From: Christoph Wickert <christoph.wickert@go...> - 2010-02-19 13:56:48
There are quite a few problems with SELinux and LXDM, but we already
figured most of them out. The remaining bits are:
First the easy one: Is it possible to move lxdm.auth to a custom
directory, say /var/run/lxdm/ instead of just /var/run? we could then
label the whole directory xdm_var_run_t and have less problems then.
The second is more complicated: LXDM directly talks to the tty device,
say /dev/tty7 and relabels it from tty_device_t to user_tty_device_t. Is
this really necessary/intended? It would be better to have a pseudo
terminal like /dev/pts to talk to, just like the other display managers
From: Christoph Wickert <christoph.wickert@go...> - 2010-02-19 16:25:02
Am Samstag, den 20.02.2010, 00:09 +0800 schrieb dgod:
> 1 move lxdm.auth to /var/run/lxdm is easy, if it is nessesary
Thanks, that would be great.
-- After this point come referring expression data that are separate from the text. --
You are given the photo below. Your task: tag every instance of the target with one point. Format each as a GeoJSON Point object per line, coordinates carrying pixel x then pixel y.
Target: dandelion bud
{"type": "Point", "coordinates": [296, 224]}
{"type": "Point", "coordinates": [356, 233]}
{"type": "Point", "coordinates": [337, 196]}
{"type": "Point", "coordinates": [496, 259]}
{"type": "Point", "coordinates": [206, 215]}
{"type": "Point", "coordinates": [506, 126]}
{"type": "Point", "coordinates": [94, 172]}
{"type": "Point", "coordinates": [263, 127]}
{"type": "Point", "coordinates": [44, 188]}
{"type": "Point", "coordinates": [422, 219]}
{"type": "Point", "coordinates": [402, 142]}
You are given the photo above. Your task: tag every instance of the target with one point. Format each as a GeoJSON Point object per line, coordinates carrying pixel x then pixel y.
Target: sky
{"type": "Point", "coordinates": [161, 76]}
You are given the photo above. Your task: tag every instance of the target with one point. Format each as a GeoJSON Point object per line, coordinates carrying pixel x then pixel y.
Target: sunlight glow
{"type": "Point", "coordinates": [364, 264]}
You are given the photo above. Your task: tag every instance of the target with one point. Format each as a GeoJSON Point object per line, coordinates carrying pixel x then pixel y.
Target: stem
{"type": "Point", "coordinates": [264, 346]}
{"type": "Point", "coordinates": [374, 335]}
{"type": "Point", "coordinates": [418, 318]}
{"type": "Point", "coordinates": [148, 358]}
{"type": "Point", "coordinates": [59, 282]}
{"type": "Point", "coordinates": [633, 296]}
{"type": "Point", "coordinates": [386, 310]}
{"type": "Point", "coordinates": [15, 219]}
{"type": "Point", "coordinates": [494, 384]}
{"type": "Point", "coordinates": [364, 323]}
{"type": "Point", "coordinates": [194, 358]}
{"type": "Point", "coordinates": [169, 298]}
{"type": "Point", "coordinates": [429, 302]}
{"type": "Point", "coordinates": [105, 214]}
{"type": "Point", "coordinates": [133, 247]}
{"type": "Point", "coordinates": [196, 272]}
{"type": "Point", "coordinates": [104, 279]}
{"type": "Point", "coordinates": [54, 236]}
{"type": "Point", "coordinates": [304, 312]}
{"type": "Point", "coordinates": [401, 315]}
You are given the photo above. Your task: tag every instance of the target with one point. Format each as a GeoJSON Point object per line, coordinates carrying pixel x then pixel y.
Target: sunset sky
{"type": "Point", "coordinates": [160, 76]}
You could also move lxdm.pid to that
> 2 I don't know the terminal of linux well, but /dev/pts is likely
> generate by telnet or ssh, lxdm is local used, should not talk
> to /dev/pts.
Each process that needs a pseudo terminal will get it's own
device: /dev/pts/0, /dev/pts/1 and so on.
> you say lxdm relabel the /dev/tty7, as lxdm don't know the selinux,
> why it is bug of lxdm?
Because it requires capabilities (relalbelfrom and relabelto) that
normally it should not be requiring and that are considered dangerous.